Martin Amis's Time's Arrow: or The Nature of the Offence (1991) is the only book of his I've enjoyed: it's challenging, clever, and very worthwhile, which is more than I can say for some of the comments that Amis has in the past made about, say, Islam, or women writers. And last week, in a BBC2 interview on Faulks on Fiction, he came out with another statement of amazing arrogance: 'If I had a serious brain injury I might well write a children's book.'
Obviously such a sentence would anger many writers of children's books, and perhaps none so much as Jane Stemp, whose book The Secret Songs was shortlisted for the Guardian children fiction award in 1998. She suffers from cerebral palsy and feels deeply insulted by Amis, and the idea of superglueing him to a wheelchair and piping children's fiction into his ear understandably appeals to her.
Amis fils (and doesn't that identifier have oddly derogatory undertones?) goes on to say that 'fiction is freedom and any restraints on that are intolerable'. This is exactly the opposite of the Oulipo group's thinking, so does he also find the writings of, for instance, Raymond Queneau and Georges Perec intolerable?

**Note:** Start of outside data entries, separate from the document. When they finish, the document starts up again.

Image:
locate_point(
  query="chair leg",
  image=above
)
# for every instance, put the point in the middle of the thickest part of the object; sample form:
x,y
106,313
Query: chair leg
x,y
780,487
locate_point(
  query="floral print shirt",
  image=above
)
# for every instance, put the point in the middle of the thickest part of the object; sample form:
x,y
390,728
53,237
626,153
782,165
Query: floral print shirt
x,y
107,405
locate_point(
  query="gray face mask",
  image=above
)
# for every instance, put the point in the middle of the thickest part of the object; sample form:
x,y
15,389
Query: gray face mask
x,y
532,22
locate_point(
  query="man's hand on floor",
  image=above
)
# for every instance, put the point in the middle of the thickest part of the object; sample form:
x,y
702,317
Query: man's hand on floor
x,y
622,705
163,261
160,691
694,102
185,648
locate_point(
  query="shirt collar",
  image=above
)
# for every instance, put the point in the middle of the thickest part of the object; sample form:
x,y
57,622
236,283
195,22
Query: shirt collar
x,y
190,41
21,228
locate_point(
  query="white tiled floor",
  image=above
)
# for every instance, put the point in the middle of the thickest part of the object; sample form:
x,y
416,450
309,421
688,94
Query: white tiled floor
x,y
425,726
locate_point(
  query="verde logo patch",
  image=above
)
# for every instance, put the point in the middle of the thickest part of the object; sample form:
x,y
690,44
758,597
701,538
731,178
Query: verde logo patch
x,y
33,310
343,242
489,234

The ironic part of all this, though, is that the inflammatory statement was a digression from a conversation about John Self, the main character in Amis's Money (1884). Some have seen Self as a character who sums up the greed-driven 1980s, although to me it's a children's book: it's about Self playing with money - in between playing with himself with the help of porn mags. Once again, Amis fils is playing with his oversize ego. He's now 61. Time he grew up.